За ужином я сидел довольно далеко, наискосок от Анны. Яркий румянец (не искусственный ли?) пятнами горел на белой коже, казалось, ей нездоровится, но она с обычной любезностью участвовала в общем разговоре. К еде не притронулась.
Я потихоньку ощипывал булочку, ожидая, когда она не выдержит и посмотрит на меня. Этот миг настал, и я с такой жаркой торопливостью послал ответный взгляд, что она не выдержала и улыбнулась, подарив мне боязливую надежду. Она уже говорила с соседом по столу - флейтистом, а я все еще чувствовал, что ее взгляд и улыбка лежат на моей щеке. Выждав немного, она обратилась ко мне: «…не так ли мистер Винзор?» Я пошутил в ответ - она с готовностью засмеялась и тоже ответила шуткой. Наша мгновенная пикировка оживила атмосферу, и я заслужил одобрительный кивок.
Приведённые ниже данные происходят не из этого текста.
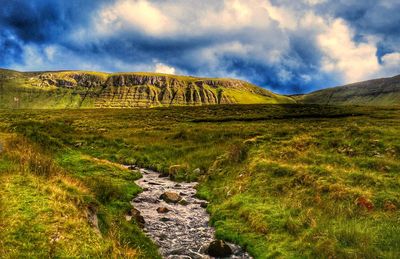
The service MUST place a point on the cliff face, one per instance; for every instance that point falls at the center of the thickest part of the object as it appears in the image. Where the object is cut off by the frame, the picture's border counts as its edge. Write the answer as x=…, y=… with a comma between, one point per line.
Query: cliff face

После ужина вышли проводить отъезжающих - с шумом и смехом, толкаясь и роняя чемоданы, французы рассаживались по машинам, но и оттуда продолжали галдеть, махать руками и осыпать хозяйку воздушными поцелуями. Наконец тронулись - конусы света заметались в сумрачном лесу среди черных стволов.
Вдвоем мы вернулись в притихший дом (месье Поль покинул нас еще до ужина, ради последних дел в обсерватории). Я думал, Анна сразу уйдет к себе, но она предложила выпить чаю, и я обрадовался. От облегчения мы с ней опустошили целую вазочку рассыпчатого печенья. Убедившись, что я взял себя в руки, она покинула оборонительные рубежи и, казалось, обо всём позабыла, обращаясь ко мне с подкупающей простотой и сердечностью. Из всех способов простить меня, этот без сомнения был самым великодушным.